A Fundamental Audience Entices Literature

Walter Ong's, "The Writer's Audience is Always Fiction" discusses how a piece of literature affects an audience. Ong states that, "a writer addresses readers only, he does not quite 'address' them either: he writes to or for them" (Ong 11). Ong correlates an audience as 'fiction' in order to prove that a piece of literature cannot hold substantial value if an audience is not present. Ong defines an audience by two separate definitions: "First, that the writer must construct in his imagination, clearly or vaguely, an audience cast in some sort of role-entertainment seekers, reflective sharers of experience, inhabitants of a lost and remembered world of perpubertal latency and so on" (Ong 12). The second part of the definition states that the "audience must correspondingly fictionalize itself" (Ong 12).

In order for a story to connect to an audience, the reader has to place himself/herself into the role that the author has put him/her in. But while reading this section of the reading, I couldn't help but question Ongs' theory. What if the audience has not had life experiences or memories in general of such situations? How is that audience member able to place themselves in the characters shoes? But then on page 12, Ong states: "a reader has to play the role in which the author has cast him, which seldom coincides with his role in the rest of actual life." Then Ong uses the writing of Ernest Hemingway to establish this theory. Ong uses a tree as an example: the tree? what tree? Oh, you know the tree. After reading this example and putting some thought into it, I slowly started figuring out what Ong meant by all of this.
           
In Barthes, "Death of the Author" his explanation of the reader and author connection explains the perception of a piece of literature quite effectively.

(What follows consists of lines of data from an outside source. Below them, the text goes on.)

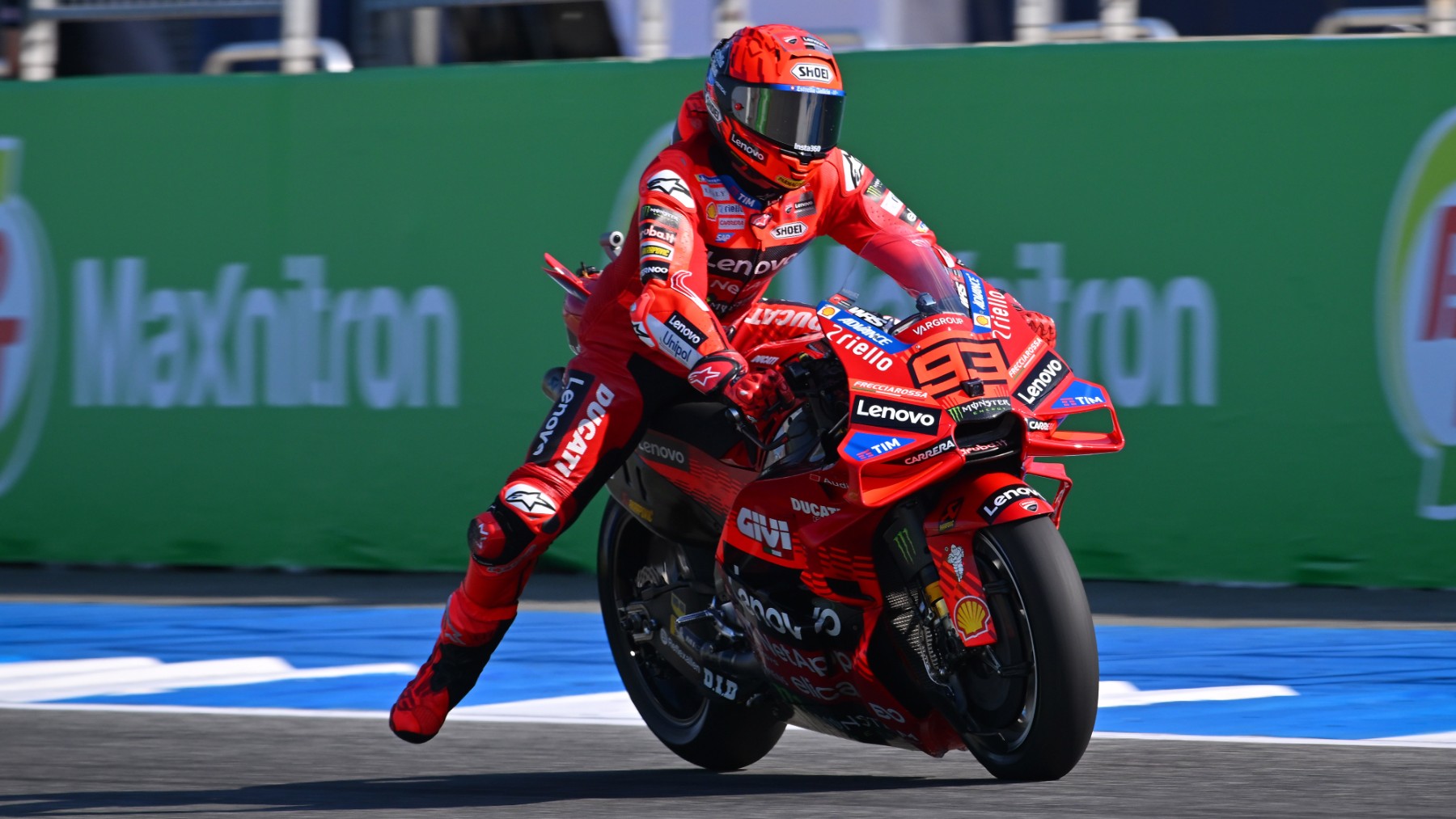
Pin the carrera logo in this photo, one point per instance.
(789, 230)
(1005, 498)
(895, 415)
(932, 453)
(746, 147)
(813, 72)
(1043, 380)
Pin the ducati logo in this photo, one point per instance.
(1417, 315)
(27, 323)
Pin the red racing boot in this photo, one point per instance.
(473, 624)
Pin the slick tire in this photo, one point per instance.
(1060, 700)
(700, 728)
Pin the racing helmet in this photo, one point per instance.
(777, 99)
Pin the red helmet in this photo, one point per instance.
(777, 98)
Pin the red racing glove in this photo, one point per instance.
(1043, 325)
(727, 376)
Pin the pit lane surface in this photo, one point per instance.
(142, 766)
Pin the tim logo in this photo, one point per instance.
(27, 326)
(1417, 315)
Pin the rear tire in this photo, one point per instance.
(1043, 618)
(699, 726)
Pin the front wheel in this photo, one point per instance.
(647, 572)
(1033, 697)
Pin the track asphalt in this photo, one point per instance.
(214, 693)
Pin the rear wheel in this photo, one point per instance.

Barthes states: "the explanation of a work is always sought in the man or woman who produced it, as if it were always in the end, through the more or less transparent allegory of the fiction, the voice of a single person, the author, confiding in us" (Barthes 875).  One of the main points that Barthes states is that "everything is to be disentangled, nothing deciphered." A text or piece of literature can only be deciphered by the audience. On page 877, Barthes re-iterates this concept by stating: "it is necessary to overthrow the myth: the birth of the reader must be at the cost of the death of the Author." So, the "ends" are classified by the Author and the true meaning of the text can be justified once the Author dies.

When analytically speaking about the two different theories presented by Ong and Barthes, I believe it is fair to say that they do not differentiate in the importance of the audience. Both argue that without an audience or reader, a work would not be read or scrutinized. Barthes and Ong both state how important the audience is and in a way contain many similar thought processes of what an audience justifies. In plain language, without an audience there is no literature.